Enthusiasm for Fossil Fuels Wanes as Expectations for Renewables Far Exceed Those of Traditional Energy Sources in 2016
Aligning with their interest in sustainable investing, Denver-area HNW investors rank renewable energy sources highest when focusing on specific types of energy investments in 2016 –  with solar (64% rate as “good”) and wind (56% rate as “good”) taking the top spots.  Natural gas (49%), the only traditional source to crack the top-five, and battery-powered electric vehicles (41%) follow not far behind. 

When asked about a series of energy-related issues or initiatives, renewables garner the most support. In particular, expanding wind (88%) and solar (87%) farms topped the list of priorities for respondents.

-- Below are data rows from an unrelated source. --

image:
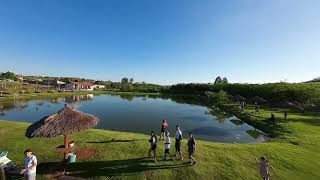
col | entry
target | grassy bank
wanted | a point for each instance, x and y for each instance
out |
(121, 155)
(44, 95)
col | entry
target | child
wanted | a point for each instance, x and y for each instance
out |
(167, 147)
(191, 148)
(30, 166)
(153, 148)
(178, 142)
(164, 126)
(263, 165)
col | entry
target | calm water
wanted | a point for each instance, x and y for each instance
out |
(141, 115)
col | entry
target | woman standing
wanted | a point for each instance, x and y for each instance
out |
(164, 127)
(153, 146)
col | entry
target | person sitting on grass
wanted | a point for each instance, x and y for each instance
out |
(272, 119)
(167, 147)
(191, 148)
(178, 142)
(164, 126)
(153, 146)
(256, 105)
(285, 114)
(30, 166)
(264, 165)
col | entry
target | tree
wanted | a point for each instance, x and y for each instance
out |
(124, 80)
(225, 80)
(8, 75)
(218, 80)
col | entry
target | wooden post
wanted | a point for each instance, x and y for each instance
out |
(66, 147)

Investment Considerations and Portfolios
Concerns about terrorism (85%), the prospect of affording quality healthcare (83%) and the government budget deficit (81%) weigh heavily on Denver-area HNW investors’ minds.  Over half (55%) feel there will be another recession in the next five years.

Denver-area HNW investors also overwhelmingly feel it is important for the Federal government to address healthcare costs (90%), the economy (86%) and our nation’s infrastructure (80%). 

When considering investments for this year, Denver-area HNW investors:  
•    Favor: dividend-bearing stocks (51% say “good”), actively managed mutual funds (42%), mutual or exchange-traded funds (42%), broad stock market and exchange-traded funds (38%), and a cash position (36%)
•    Disfavor: hedge funds (7% say “good”), insurance (13%), private equity funds (16%), international stocks or mutual funds (20%) and bond funds (20%).

When considering various investment sectors, Denver-area HNW investors:
•    Favor: technology (68% say “good”), pharmaceuticals (51%), renewable energy (51%), bio-tech (50%) and healthcare (48%)
•    Disfavor: consumer discretionary (16% say “good”), insurance (22%), entertainment (24%), tourism (26%), financial services (28%) and industrials (also 28%). 


Todd Hauer is a Financial Advisor with the Global Wealth Management Division of Morgan Stanley in Denver. The information contained in this interview is not a solicitation to purchase or sell investments. Any information presented is general in nature and not intended to provide individually tailored investment advice. The strategies and/or investments referenced may not be suitable for all investors as the appropriateness of a particular investment or strategy will depend on an investor's individual circumstances and objectives.  Investing involves risks and there is always the potential of losing money when you invest. The views expressed herein are those of the author and may not necessarily reflect the views of Morgan Stanley Wealth Management, or its affiliates. Morgan Stanley Smith Barney, LLC, member SIPC. 

*The Investor Pulse Poll was conducted by GfK Public Affairs & Corporate Communications using the GfK KnowledgePanel from December 3 to December 28, 2015. In order to qualify for this study, respondents were required to have $100,000 or more in household liquid investable assets, be between the ages of 25 and 75 years old. The Investor Pulse Poll surveyed 1,003 high net worth investors from December 3 to December 28, 2015. High net worth investors account for 95% of total U.S. household investable assets by value, according to Federal Reserve data. Oversamples were obtained in the Denver metropolitan area.